3

My data are places for which I know all pairwise travel times (='distances'), and I want to cluster those places minimising the total pairwise travel time inside a cluster.

  • K-means can't be used because it's centroid-based and the 'distance' is a duration that is provided, not computed thanks to coordinates
  • DBSCAN can't be used because it excludes outliners and I want to include each places in a cluster (not 100% sure for this one)

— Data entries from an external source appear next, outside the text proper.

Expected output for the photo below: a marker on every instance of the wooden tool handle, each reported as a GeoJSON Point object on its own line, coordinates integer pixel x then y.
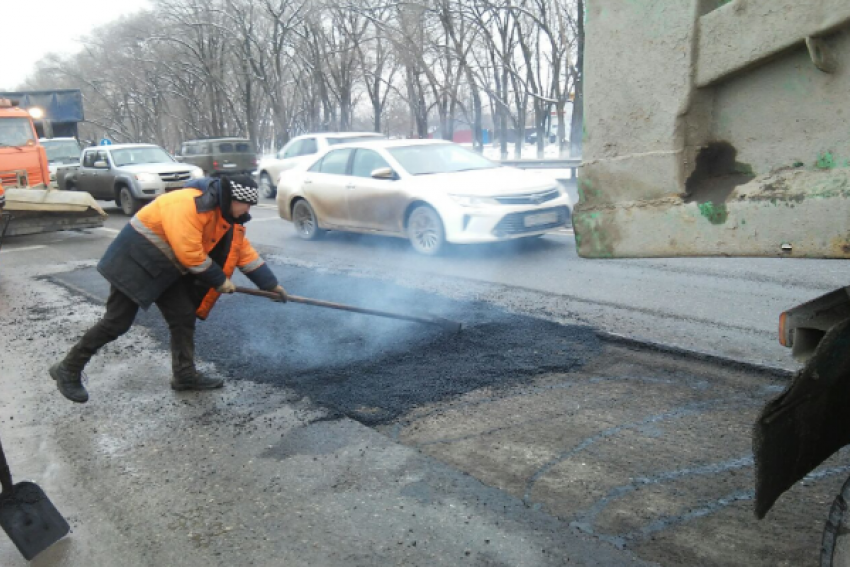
{"type": "Point", "coordinates": [446, 324]}
{"type": "Point", "coordinates": [5, 473]}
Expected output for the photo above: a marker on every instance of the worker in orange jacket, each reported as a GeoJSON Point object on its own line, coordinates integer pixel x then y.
{"type": "Point", "coordinates": [179, 252]}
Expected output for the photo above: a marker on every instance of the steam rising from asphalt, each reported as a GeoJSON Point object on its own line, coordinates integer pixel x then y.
{"type": "Point", "coordinates": [372, 369]}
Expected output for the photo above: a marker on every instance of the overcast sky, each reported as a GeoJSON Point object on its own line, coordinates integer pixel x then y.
{"type": "Point", "coordinates": [34, 28]}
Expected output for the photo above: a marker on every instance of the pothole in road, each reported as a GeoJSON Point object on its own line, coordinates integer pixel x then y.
{"type": "Point", "coordinates": [369, 368]}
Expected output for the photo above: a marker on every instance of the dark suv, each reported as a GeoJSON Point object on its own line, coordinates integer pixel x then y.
{"type": "Point", "coordinates": [217, 156]}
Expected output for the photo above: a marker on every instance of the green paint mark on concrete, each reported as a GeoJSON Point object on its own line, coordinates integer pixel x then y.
{"type": "Point", "coordinates": [716, 214]}
{"type": "Point", "coordinates": [825, 161]}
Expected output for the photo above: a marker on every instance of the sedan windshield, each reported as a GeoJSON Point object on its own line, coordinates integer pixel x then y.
{"type": "Point", "coordinates": [62, 152]}
{"type": "Point", "coordinates": [438, 158]}
{"type": "Point", "coordinates": [135, 156]}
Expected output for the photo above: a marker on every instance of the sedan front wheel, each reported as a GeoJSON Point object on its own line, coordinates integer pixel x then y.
{"type": "Point", "coordinates": [305, 220]}
{"type": "Point", "coordinates": [425, 230]}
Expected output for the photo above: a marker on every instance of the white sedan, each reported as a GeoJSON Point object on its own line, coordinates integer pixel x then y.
{"type": "Point", "coordinates": [429, 191]}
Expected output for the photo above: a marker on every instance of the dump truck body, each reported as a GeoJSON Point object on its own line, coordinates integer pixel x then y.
{"type": "Point", "coordinates": [24, 174]}
{"type": "Point", "coordinates": [720, 128]}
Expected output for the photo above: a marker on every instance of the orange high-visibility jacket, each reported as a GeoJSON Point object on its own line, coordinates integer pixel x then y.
{"type": "Point", "coordinates": [182, 232]}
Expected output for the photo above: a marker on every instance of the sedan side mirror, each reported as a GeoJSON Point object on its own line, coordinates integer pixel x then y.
{"type": "Point", "coordinates": [383, 173]}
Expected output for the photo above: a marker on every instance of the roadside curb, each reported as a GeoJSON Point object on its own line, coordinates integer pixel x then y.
{"type": "Point", "coordinates": [694, 354]}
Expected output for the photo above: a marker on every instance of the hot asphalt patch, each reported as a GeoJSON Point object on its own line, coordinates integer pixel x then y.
{"type": "Point", "coordinates": [370, 368]}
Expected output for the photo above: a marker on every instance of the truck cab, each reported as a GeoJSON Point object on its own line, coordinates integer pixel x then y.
{"type": "Point", "coordinates": [61, 153]}
{"type": "Point", "coordinates": [23, 161]}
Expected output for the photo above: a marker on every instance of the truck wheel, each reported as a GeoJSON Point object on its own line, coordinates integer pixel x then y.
{"type": "Point", "coordinates": [267, 188]}
{"type": "Point", "coordinates": [129, 204]}
{"type": "Point", "coordinates": [425, 230]}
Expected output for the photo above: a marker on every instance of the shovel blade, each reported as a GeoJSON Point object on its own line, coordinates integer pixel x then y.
{"type": "Point", "coordinates": [30, 519]}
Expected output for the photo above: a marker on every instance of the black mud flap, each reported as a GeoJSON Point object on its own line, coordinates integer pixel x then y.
{"type": "Point", "coordinates": [807, 423]}
{"type": "Point", "coordinates": [835, 546]}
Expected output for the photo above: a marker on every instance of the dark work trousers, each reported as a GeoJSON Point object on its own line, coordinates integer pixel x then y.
{"type": "Point", "coordinates": [177, 305]}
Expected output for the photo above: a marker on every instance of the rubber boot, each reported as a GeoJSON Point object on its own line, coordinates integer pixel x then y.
{"type": "Point", "coordinates": [69, 382]}
{"type": "Point", "coordinates": [196, 381]}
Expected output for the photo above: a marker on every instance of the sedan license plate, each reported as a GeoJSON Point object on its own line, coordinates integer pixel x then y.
{"type": "Point", "coordinates": [540, 219]}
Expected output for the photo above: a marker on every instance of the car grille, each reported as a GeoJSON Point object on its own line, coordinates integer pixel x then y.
{"type": "Point", "coordinates": [175, 176]}
{"type": "Point", "coordinates": [514, 222]}
{"type": "Point", "coordinates": [529, 199]}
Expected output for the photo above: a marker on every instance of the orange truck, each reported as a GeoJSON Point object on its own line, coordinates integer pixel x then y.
{"type": "Point", "coordinates": [31, 205]}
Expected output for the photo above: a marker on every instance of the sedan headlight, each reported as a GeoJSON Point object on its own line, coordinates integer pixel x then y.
{"type": "Point", "coordinates": [473, 200]}
{"type": "Point", "coordinates": [147, 177]}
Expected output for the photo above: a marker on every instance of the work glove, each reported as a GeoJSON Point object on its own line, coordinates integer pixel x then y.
{"type": "Point", "coordinates": [226, 287]}
{"type": "Point", "coordinates": [281, 292]}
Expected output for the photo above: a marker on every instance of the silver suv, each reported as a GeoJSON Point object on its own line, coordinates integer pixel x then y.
{"type": "Point", "coordinates": [130, 174]}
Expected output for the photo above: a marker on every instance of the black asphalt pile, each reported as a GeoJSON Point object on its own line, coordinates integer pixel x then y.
{"type": "Point", "coordinates": [369, 368]}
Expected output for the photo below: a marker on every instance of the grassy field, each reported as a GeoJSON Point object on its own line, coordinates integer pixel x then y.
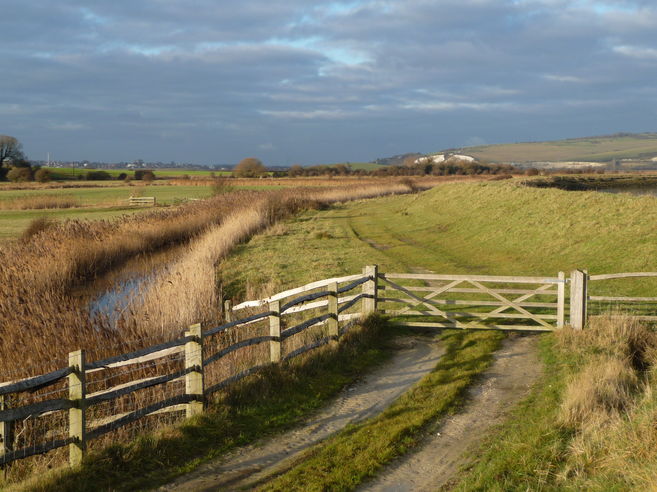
{"type": "Point", "coordinates": [596, 149]}
{"type": "Point", "coordinates": [501, 228]}
{"type": "Point", "coordinates": [93, 203]}
{"type": "Point", "coordinates": [494, 227]}
{"type": "Point", "coordinates": [71, 173]}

Bonus: a Java library would be much appreciated

ThCollignon
  • 133
  • 3
  • have you tried hierarchical clustering? I'm not a java programmer but in python, you can input the distance matrix consisting of pair-wise distances. – jtitusj Oct 29 '20 at 15:23

1 Answers1

3

Yes, this is a classic Graph-Based Clustering problem in which each location is a node and you have the distances between them. Forgetting about concept of graphs and graph-based algorithm which might be complicating, I directly jump to your answer.

The most well-known algorithm is Spectral Clustering. There are tones of tutorial out there and it is well implemented in all programming languages including Java.

I briefly explain but do not Panic if you are not familiar with Math terms. They are pretty intuitive and easy. You just need to follow a good tutorial.

  1. Calculate the Similarity Matrix (often referred to as Affinity Matrix in literature). As you have distance matrix you have several ways to do it. Simplest starts from saying $sim = \frac{1}{dist}$ till more sophisticated ones which use Gaussian Kernels for calculating similarity.
  2. Calculate the Laplacian Matrix out of similarity matrix.
  3. Calculate eigenvectors and eigenvalues in order to embedd your data points into their eigen-space (like exactly what we do in PCA)
  4. Use a simple clustering algorithm like K-Means to cluster points in that space
Kasra Manshaei
  • 6,502
  • 1
  • 20
  • 45